Problem Statement
The Repository Pattern is a design pattern that acts as a middleman between your application's business logic and your data storage, giving you a clean, consistent interface to access and manipulate data without caring whether it lives in a database, a file, or an API. You've probably run into that codebase where data access logic is scattered everywhere—SQL queries in controllers, raw database calls in services, and tests that break because they can't mock the database. It's messy, hard to change, and even harder to test. If you've ever spent a week untangling spaghetti just to swap out a database, you already know why this pattern exists.
Core Explanation
The Repository Pattern works by creating a clean abstraction layer that hides the messy details of data storage. Think of it like a restaurant menu—you order a "burger" (the what), and the kitchen handles the "how" (grilling, sourcing ingredients, plating). You don't need to know if the beef came from a local farm or a freezer. Similarly, a repository says "here are methods to get and save data" (like findUser(id) or saveOrder(order)), while hiding whether that data lives in PostgreSQL, MongoDB, or a simple in-memory list.
Key components:
-
Repository interface — A contract that defines all data operations (e.g.,
getAll(),getById(),save(),delete()). Your business logic depends on this interface, not on any concrete implementation. - Concrete repository — The actual implementation that talks to your specific data source. Could use raw SQL, an ORM, or a third-party API. This is the only part that changes when you switch storage backends.
- Client code — Your services, controllers, or use cases that call the repository methods. They never import a database driver—only the repository interface.
The core idea: your application logic doesn't know or care where data comes from. It just asks the repository for what it needs.
Practical Context
Use the Repository Pattern when:
- You need to unit test business logic without a real database (mock the repository instead).
- You're building an app that might switch databases (e.g., from SQLite in dev to PostgreSQL in production, or from MySQL to a REST API).
- You want to centralize data access logic (caching, logging, retries) in one place instead of sprinkling it across controllers.
Don't use it when:
- Your app is a simple CRUD wrapper with no complex business logic—a basic ORM is already your repository.
- You're building a prototype or small app that won't live long enough to justify the abstraction overhead.

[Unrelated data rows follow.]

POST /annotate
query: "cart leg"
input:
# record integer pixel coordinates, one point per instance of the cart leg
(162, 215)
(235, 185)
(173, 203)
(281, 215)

- Your data source is already simple and stable (like reading from a local JSON file with no transformations).
Why you should care: Without a repository, every change to your storage layer (new database, new ORM, different API) forces you to hunt down and rewrite dozens of files. With a repository, you change exactly one file. That's it.
Quick Example
Before (no repository) — your controller directly uses an ORM:
// ordersController.ts
import { db } from './database';
function getOrder(id: number) {
return db.query('SELECT * FROM orders WHERE id = $1', [id]);
}
After (with repository) — the controller talks to an interface:
// ordersRepository.ts
interface OrderRepository {
getById(id: number): Promise<Order>;
}
// ordersController.ts (no database imports!)
function getOrder(id: number) {
return ordersRepository.getById(id);
}
What this demonstrates: The controller now works with any data source that implements the OrderRepository interface. You can swap from PostgreSQL to MongoDB, or create a mock for testing, without touching a single line of business logic.
Key Takeaway
Inject a repository interface where data meets logic, and you'll free your application from being locked to any specific storage technology. Martin Fowler's "Patterns of Enterprise Application Architecture" book covers this pattern in depth if you want to go deeper.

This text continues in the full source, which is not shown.